While we welcome young women taking up elected positions, they will not be able to fight the climate crisis or the housing crisis without attacking the interests of big companies. The mandate of these mayors should be monitored, as it will provide an overview of the challenges and reactions that would await an elected QS provincial government in 2022.
Nominations to be won
The next step in this alliance of so-called progressive networks will be the by-election in Marie-Victorin, where Longueuil is located. Nominations will also be held in all local QS associations for the 2022 provincial election. The choice of the next candidates will be decisive for the attractiveness of QS in the eyes of workers. Will they make it possible to see the party and use it as a vehicle of struggle for the concrete improvement of living conditions? The contest for nominations will be a new opportunity to defend ideas, but especially socialist methods, in order to give them a mass reach.

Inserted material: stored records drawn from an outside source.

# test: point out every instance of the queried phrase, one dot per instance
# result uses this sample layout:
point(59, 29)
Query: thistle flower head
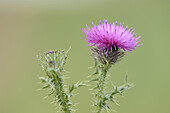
point(111, 36)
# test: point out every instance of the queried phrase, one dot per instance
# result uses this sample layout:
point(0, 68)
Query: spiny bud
point(107, 56)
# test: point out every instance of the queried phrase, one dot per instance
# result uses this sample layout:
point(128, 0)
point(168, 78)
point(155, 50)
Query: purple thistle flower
point(111, 36)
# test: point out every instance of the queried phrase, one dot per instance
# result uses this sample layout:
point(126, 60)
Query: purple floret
point(111, 36)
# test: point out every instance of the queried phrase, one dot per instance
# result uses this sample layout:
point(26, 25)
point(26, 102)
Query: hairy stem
point(60, 93)
point(101, 91)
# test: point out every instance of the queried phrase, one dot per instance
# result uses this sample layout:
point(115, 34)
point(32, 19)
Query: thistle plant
point(53, 63)
point(109, 44)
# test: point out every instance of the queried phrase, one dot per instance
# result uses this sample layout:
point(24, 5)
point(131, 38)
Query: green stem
point(60, 93)
point(101, 93)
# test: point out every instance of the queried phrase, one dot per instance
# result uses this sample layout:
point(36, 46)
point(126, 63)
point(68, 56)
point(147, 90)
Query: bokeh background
point(30, 27)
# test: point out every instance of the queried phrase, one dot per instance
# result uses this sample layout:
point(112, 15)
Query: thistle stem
point(60, 93)
point(101, 92)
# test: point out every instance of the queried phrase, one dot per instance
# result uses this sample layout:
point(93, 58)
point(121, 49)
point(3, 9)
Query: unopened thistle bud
point(53, 63)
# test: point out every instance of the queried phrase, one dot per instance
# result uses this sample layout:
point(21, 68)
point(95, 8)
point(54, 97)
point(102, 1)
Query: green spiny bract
point(53, 63)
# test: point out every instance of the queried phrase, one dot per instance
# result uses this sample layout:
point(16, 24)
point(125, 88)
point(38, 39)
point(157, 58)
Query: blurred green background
point(30, 27)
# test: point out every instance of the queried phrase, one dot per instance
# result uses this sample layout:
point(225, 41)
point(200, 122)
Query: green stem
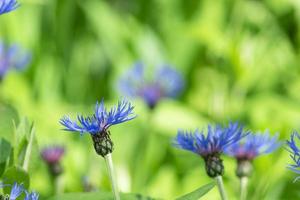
point(221, 188)
point(243, 187)
point(28, 152)
point(110, 168)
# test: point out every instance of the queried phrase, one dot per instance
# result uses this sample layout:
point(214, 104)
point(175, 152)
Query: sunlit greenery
point(240, 60)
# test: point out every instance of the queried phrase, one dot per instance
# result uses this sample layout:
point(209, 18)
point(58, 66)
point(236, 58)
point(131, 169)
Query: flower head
point(294, 153)
point(16, 191)
point(12, 57)
point(164, 82)
point(52, 154)
point(97, 125)
point(253, 145)
point(214, 142)
point(8, 5)
point(209, 146)
point(31, 196)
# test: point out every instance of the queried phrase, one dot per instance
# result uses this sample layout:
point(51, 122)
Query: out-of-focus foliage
point(240, 60)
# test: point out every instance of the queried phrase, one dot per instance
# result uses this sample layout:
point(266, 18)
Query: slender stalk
point(28, 152)
point(243, 187)
point(221, 187)
point(110, 168)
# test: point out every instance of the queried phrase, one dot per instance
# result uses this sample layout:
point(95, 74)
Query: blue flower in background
point(12, 57)
point(8, 5)
point(253, 145)
point(209, 146)
point(214, 142)
point(164, 81)
point(31, 196)
point(16, 191)
point(294, 153)
point(97, 125)
point(101, 120)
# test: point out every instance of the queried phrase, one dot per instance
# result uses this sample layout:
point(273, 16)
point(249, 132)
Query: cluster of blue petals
point(164, 82)
point(18, 189)
point(216, 140)
point(294, 153)
point(12, 57)
point(253, 145)
point(101, 120)
point(8, 5)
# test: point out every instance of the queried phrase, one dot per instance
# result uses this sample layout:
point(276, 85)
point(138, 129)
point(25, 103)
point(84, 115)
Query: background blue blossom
point(253, 145)
point(151, 84)
point(213, 142)
point(7, 6)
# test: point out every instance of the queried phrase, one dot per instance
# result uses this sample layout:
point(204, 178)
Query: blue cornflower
point(294, 153)
point(209, 146)
point(16, 191)
point(97, 125)
point(249, 148)
point(31, 196)
point(253, 145)
point(8, 5)
point(12, 57)
point(164, 82)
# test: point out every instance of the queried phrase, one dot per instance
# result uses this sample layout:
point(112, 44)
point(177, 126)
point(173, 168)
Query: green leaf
point(8, 117)
point(2, 168)
point(97, 195)
point(15, 174)
point(197, 194)
point(5, 149)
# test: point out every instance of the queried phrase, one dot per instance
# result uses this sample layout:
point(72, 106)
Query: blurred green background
point(240, 60)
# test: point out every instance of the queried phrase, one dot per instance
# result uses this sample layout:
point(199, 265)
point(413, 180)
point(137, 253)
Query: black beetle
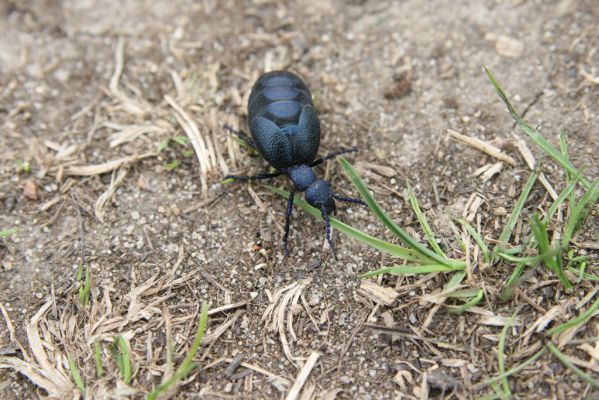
point(286, 132)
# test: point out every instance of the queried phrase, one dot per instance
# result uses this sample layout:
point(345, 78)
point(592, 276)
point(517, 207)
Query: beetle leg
point(241, 135)
point(254, 177)
point(349, 199)
point(327, 222)
point(288, 221)
point(333, 155)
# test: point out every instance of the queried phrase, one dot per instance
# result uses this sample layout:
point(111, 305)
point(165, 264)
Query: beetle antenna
point(287, 222)
point(327, 222)
point(349, 199)
point(254, 177)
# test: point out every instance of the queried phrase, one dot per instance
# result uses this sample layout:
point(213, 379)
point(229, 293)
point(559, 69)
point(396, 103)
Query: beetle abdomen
point(282, 120)
point(279, 96)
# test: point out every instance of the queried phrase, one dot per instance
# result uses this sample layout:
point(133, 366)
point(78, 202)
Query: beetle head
point(320, 195)
point(302, 176)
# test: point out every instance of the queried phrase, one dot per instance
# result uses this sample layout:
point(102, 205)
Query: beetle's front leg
point(288, 221)
point(333, 155)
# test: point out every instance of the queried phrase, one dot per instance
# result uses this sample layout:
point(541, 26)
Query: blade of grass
point(501, 355)
point(84, 286)
point(409, 270)
point(564, 360)
point(120, 352)
point(561, 198)
point(187, 365)
point(428, 232)
point(392, 226)
point(474, 300)
point(478, 239)
point(580, 212)
point(8, 232)
point(534, 134)
point(455, 280)
point(574, 322)
point(516, 369)
point(98, 360)
point(386, 247)
point(76, 375)
point(511, 223)
point(540, 232)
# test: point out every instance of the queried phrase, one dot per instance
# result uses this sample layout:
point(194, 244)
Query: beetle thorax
point(320, 195)
point(302, 176)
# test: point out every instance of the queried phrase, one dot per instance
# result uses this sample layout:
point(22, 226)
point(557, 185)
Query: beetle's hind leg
point(242, 136)
point(288, 222)
point(327, 222)
point(333, 155)
point(349, 199)
point(254, 177)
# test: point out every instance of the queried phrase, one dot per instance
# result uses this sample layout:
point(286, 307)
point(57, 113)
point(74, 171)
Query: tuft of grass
point(187, 365)
point(98, 360)
point(508, 229)
point(412, 243)
point(579, 212)
point(120, 351)
point(74, 371)
point(568, 364)
point(84, 285)
point(478, 239)
point(386, 247)
point(557, 155)
point(577, 321)
point(8, 232)
point(428, 232)
point(554, 262)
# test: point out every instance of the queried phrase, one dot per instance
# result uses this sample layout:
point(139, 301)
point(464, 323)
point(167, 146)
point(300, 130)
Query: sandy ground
point(86, 83)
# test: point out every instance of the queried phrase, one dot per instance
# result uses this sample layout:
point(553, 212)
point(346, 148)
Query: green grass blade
point(532, 260)
point(76, 375)
point(120, 351)
point(392, 226)
point(84, 286)
point(501, 355)
point(428, 232)
point(564, 360)
point(98, 360)
point(539, 230)
point(517, 368)
point(574, 322)
point(511, 223)
point(187, 365)
point(478, 239)
point(474, 300)
point(8, 232)
point(409, 270)
point(534, 134)
point(580, 212)
point(455, 280)
point(385, 247)
point(561, 198)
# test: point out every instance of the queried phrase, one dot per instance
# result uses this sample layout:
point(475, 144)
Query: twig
point(483, 146)
point(294, 392)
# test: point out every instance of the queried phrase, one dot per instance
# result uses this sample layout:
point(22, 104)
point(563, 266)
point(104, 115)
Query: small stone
point(509, 47)
point(30, 190)
point(499, 211)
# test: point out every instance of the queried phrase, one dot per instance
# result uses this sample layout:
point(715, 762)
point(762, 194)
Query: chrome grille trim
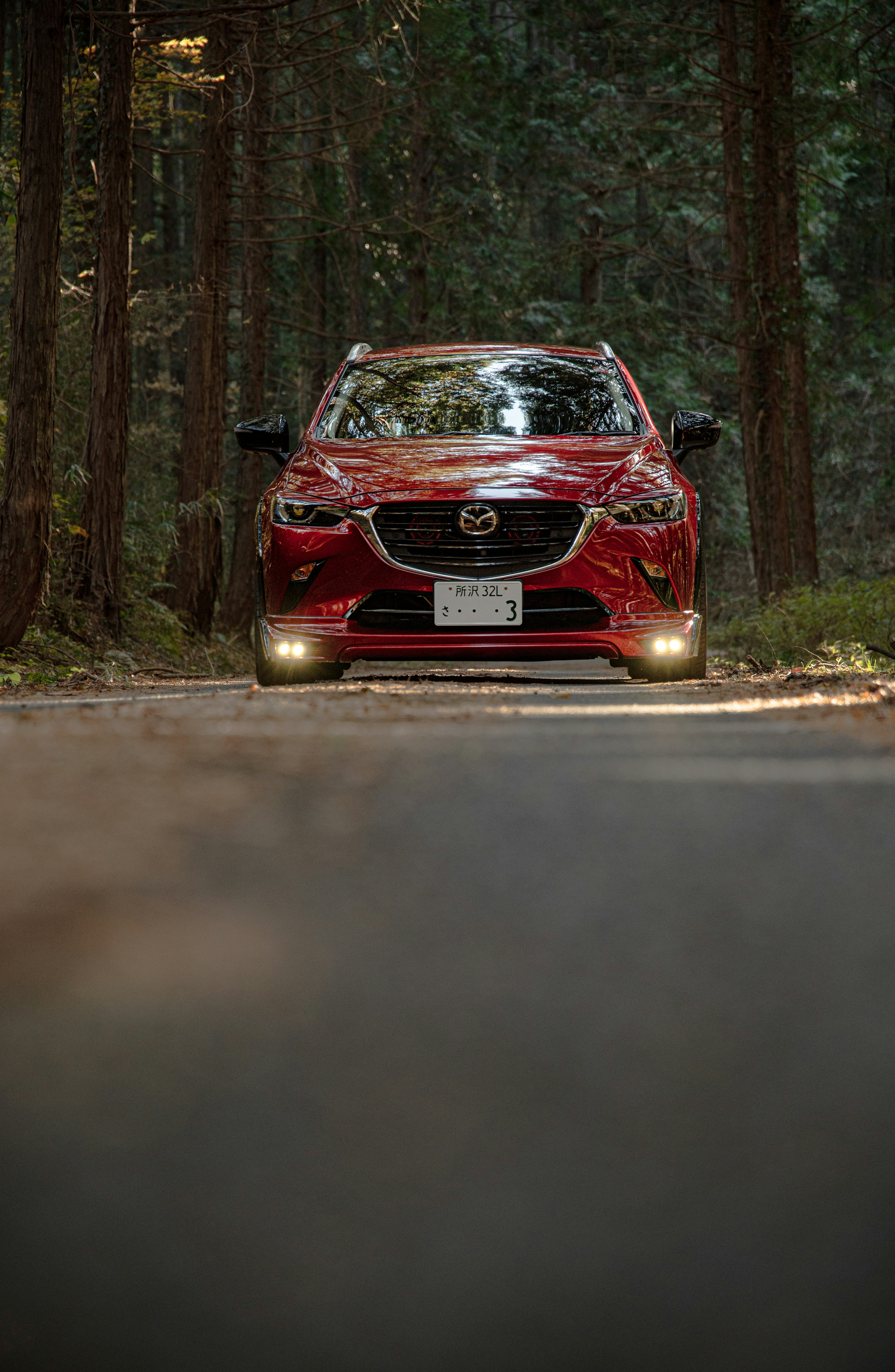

The ability of QS to change society depends on the level of political radicalization of its members. This radicalization stems from the solidarity lived from fighting on different fronts in everyday life. The radical ideas of the program represent nothing until they are animated in concrete terms on the ground and within the working class. The issue for the socialists in QS is to give substance to their ideas, their slogans and their demands. These ideas will only threaten capitalism when they mobilize masses of people who will express themselves as a political force.
As things are, QS political campaigns are mainly oriented towards public relations and are strictly for internal development. It is up to socialists to turn these campaigns into militant organization rooted in communities, as well as tools for political training on the economic and social contradictions at the root of the current crises.